The recent news headline of a petition (O’ Brian 1), with names such as Elon Musk, Steve Wozniak, and Stuart Russell, calling on all AI labs to halt work for 6 months on the training of AI systems more powerful than GPT-4, speaks of an “out-of-control race to develop and deploy ever more powerful digital minds that no one—not even their creators—can understand, predict, or reliably control” with “catastrophic” risks of disinformation and automation. The petition is timely for this special issue on AI for People. This out-of-control race has tended to prioritize narrow and short-term economic interests over broader and longer-term societal needs, and the space race narrative is a visible example of this. In this special issue, authors are questioning underlying assumptions and proposing design methods to mitigate issues such as bias, and envisioning future skills requirements for interdisciplinary designers, and ways of bringing together stakeholders across society for creating AI for social good.

Where the emphasis on bias is on technical aspects, could our diverse experiences of bias in daily life provide an alternative way to address the problem of bias in the machine? One recurring theme in this issue is the gap between the generation and application of generic and abstract rules and the level of an individual’s context/situation. A limitation of current big data analytics is being able to have an understanding of the differences and diversity at the level of the individual, for example, the uniqueness of a patient and their condition. There is a need for ethical concerns with justice, fairness, and bias with regards to AI to be addressed at both a generic and individual contextual levels. If we desire technology for social good, it needs to have the potential to adapt empathically to individual human lives.
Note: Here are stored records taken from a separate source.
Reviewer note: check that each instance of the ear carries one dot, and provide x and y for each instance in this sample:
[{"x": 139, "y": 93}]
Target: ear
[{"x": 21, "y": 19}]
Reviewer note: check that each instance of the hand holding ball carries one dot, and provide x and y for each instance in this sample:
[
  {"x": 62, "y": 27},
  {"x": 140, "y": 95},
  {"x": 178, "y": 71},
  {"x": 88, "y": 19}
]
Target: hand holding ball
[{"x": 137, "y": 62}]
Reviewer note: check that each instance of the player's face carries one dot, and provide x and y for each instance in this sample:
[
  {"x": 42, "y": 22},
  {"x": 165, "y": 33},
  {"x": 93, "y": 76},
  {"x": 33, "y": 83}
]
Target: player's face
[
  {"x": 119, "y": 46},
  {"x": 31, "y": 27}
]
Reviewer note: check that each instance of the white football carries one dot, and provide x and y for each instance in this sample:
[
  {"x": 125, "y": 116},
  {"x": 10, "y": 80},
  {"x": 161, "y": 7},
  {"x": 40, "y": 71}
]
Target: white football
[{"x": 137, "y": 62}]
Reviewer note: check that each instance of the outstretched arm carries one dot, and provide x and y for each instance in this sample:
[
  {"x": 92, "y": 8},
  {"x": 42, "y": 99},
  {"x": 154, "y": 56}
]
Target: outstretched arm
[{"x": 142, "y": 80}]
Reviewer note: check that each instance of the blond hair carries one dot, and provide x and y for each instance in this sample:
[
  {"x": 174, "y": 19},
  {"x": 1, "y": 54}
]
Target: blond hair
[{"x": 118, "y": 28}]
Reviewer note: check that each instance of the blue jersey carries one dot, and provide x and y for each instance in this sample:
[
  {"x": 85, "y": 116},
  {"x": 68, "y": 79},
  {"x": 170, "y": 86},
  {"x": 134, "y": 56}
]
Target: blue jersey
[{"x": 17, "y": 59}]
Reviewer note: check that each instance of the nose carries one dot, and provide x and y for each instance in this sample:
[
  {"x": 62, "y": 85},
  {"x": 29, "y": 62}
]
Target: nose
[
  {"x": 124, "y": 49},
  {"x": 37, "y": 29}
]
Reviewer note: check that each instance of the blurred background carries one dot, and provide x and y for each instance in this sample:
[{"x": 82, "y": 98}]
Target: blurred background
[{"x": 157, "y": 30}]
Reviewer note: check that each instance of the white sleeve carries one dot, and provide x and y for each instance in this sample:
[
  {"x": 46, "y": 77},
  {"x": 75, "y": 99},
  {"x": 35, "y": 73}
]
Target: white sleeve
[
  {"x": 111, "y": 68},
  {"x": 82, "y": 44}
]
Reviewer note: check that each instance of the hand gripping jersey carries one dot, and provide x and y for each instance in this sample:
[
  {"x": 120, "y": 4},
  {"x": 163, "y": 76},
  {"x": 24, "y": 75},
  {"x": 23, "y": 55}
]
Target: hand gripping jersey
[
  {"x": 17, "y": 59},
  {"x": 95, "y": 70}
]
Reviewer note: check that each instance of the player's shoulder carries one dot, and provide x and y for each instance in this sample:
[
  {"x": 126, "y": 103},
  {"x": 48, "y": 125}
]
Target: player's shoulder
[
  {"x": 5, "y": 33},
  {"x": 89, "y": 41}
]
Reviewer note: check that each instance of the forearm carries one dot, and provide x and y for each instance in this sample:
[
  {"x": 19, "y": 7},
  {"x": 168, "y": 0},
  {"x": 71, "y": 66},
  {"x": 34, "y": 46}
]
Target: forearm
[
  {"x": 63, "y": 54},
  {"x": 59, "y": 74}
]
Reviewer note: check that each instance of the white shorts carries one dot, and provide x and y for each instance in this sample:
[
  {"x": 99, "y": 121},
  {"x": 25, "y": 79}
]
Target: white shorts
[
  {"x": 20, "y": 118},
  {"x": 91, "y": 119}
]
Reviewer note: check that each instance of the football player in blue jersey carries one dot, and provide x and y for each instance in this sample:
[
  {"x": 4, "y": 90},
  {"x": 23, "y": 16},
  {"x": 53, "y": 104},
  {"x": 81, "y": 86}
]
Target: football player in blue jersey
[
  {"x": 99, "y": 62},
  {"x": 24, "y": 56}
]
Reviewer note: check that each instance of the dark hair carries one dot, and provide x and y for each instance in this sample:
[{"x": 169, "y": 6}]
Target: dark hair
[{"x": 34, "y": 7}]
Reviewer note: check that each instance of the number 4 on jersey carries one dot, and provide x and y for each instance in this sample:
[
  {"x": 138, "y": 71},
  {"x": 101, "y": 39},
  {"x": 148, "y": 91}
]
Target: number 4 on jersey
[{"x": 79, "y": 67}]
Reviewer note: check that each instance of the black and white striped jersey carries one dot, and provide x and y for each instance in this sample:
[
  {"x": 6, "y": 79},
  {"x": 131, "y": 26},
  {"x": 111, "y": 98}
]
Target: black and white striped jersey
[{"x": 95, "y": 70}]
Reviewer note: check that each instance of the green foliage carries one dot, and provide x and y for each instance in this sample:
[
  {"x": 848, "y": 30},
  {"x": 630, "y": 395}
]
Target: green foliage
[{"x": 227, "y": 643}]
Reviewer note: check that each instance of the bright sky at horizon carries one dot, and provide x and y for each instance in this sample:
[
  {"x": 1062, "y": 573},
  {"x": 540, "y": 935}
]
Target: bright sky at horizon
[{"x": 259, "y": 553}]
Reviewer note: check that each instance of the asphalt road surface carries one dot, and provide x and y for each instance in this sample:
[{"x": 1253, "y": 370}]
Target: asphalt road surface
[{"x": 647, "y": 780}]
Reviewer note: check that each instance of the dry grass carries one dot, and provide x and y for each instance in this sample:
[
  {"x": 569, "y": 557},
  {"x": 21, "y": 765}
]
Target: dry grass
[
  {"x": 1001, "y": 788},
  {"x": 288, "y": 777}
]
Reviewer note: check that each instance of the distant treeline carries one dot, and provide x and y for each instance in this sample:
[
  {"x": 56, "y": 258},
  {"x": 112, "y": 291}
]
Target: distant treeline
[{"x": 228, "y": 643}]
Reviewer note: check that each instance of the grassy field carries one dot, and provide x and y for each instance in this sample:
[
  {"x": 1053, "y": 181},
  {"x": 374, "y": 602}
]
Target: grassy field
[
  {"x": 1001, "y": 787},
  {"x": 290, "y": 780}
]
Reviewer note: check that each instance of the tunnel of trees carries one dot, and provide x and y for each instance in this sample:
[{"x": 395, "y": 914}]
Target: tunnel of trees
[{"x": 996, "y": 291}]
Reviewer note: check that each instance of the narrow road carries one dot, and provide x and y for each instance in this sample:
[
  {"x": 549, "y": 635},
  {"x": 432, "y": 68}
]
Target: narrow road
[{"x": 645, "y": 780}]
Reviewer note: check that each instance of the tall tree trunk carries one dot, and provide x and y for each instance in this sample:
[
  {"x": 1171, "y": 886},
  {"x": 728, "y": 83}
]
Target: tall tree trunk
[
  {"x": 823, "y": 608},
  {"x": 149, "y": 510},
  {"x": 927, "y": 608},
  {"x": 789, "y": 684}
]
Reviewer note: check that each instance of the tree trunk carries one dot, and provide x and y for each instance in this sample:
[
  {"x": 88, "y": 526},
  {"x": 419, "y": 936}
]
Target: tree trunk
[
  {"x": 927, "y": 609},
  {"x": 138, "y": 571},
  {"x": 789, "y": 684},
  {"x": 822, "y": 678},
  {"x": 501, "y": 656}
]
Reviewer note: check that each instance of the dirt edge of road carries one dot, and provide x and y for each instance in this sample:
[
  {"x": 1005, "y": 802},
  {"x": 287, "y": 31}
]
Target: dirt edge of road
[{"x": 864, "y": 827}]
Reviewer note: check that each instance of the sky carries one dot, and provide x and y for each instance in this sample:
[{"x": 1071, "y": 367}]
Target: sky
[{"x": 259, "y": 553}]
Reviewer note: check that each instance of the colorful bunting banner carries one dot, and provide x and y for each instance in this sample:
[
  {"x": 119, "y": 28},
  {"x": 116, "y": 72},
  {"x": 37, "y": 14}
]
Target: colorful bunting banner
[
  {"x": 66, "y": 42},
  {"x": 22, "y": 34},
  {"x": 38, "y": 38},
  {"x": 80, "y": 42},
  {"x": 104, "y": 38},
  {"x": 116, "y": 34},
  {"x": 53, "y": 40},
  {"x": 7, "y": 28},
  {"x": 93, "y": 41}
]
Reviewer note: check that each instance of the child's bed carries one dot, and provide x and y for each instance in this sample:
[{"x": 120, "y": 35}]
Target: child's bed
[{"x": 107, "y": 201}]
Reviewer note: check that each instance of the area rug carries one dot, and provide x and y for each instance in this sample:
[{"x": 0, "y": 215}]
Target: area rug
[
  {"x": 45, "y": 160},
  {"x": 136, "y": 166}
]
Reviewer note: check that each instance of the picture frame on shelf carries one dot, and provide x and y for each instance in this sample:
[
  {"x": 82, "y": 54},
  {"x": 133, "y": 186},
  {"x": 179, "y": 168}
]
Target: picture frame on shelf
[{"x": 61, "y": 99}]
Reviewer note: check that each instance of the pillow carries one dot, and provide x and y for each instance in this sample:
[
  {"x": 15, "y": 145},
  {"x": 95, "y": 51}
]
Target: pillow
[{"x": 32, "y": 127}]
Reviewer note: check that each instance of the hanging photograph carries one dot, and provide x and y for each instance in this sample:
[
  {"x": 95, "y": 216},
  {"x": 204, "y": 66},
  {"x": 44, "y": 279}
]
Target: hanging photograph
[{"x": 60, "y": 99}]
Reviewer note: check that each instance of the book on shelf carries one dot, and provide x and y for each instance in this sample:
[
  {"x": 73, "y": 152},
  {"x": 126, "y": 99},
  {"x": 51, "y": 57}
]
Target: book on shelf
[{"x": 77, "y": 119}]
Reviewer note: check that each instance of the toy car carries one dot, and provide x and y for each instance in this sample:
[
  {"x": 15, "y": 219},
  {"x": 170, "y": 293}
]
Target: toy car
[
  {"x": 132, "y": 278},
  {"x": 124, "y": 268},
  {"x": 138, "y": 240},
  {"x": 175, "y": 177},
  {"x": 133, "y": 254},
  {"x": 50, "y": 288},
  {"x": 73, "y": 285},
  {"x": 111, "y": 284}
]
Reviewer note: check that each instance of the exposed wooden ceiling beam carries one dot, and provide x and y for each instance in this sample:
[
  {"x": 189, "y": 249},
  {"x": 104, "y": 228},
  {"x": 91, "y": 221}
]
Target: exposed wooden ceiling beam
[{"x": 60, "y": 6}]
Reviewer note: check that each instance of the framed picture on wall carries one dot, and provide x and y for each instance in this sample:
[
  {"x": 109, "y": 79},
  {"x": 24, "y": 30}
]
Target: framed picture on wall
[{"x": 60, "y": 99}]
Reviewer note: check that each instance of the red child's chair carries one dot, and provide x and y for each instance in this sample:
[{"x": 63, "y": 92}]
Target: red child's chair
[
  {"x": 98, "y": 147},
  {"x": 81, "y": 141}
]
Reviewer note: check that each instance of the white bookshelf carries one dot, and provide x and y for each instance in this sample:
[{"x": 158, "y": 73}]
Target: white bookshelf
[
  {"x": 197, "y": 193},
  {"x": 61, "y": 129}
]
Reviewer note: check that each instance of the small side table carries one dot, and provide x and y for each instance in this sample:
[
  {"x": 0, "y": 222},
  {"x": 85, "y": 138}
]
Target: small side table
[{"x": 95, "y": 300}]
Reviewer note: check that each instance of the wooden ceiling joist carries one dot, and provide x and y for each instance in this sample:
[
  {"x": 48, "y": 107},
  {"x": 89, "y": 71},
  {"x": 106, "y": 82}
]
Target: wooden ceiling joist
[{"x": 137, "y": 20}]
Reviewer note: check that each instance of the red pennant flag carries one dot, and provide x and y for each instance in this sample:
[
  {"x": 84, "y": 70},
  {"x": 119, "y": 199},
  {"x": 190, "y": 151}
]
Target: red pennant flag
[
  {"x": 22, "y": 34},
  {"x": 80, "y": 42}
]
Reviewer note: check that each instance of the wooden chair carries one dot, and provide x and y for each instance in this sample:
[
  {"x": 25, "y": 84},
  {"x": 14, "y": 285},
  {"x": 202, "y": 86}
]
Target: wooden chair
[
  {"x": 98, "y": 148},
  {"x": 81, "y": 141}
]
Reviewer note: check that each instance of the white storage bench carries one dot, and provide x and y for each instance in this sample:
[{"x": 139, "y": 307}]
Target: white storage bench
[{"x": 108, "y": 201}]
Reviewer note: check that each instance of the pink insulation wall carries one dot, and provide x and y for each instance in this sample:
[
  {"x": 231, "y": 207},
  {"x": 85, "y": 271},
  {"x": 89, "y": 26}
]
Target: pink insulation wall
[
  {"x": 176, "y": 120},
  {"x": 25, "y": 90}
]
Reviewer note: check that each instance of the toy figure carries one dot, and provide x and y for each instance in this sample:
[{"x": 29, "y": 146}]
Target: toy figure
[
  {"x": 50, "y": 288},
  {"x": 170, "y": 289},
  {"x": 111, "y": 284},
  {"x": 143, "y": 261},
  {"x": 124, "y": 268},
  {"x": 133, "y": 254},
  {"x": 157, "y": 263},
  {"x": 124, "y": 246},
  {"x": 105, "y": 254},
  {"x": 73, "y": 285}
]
As we engage more and more with the artificial representations of emotions embedded in machines this may have an impact on how we engage with other humans and handle our own emotions. How is emotion expressed, felt and acted upon in our lives with others beyond the explicit facial expression or movement of a body part of a machine? Perhaps our quest for AI can shed more light on what it means to be human.

Can we cultivate interdisciplinary design cultures that can create an AI that can be managed in an ethical way for social good? Could we, for example, educate future philosopher engineers to handle the breadth and depth of ethical and social concerns. The recent petition is a top down call in the name of public interest. However, in order for AI to actually serve a public interest perhaps we need to shift the focus of the discourse towards participatory and inclusive processes when developing AI systems. Such an approach could alleviate the marginalization of those who are vulnerable and at the receiving end of AI automated decisions.

We are also more than individuals. We are persons, and at any moment we may be a child, a parent, a patient, a clinician, a colleague, depending on whom we are engaging with. Furthermore, we exist and live in cultures and communities that are complex and richly diverse. Bias, ethics, care, decisions, judgements, are not made outside of our cultural practices, yet in the out-of-control race, machines are designed to regulate and control decisions, ethics, and behavior. Within social robotics there is a growing recognition that culture needs to be considered in order for trust to be fostered. However this needs to go beyond a normative construct of culture and diversity, as if these were static and not evolving.

The petition raises the question of what is a meaningful data science, and for whom and why? Interdisciplinary data science should be as much a methodological process as a political and interpersonal process. Rather than focusing on regulatory frameworks to manage AI, this special issue is a ray of hope where interdisciplinary researchers are questioning and coming together to provide humanistic solutions.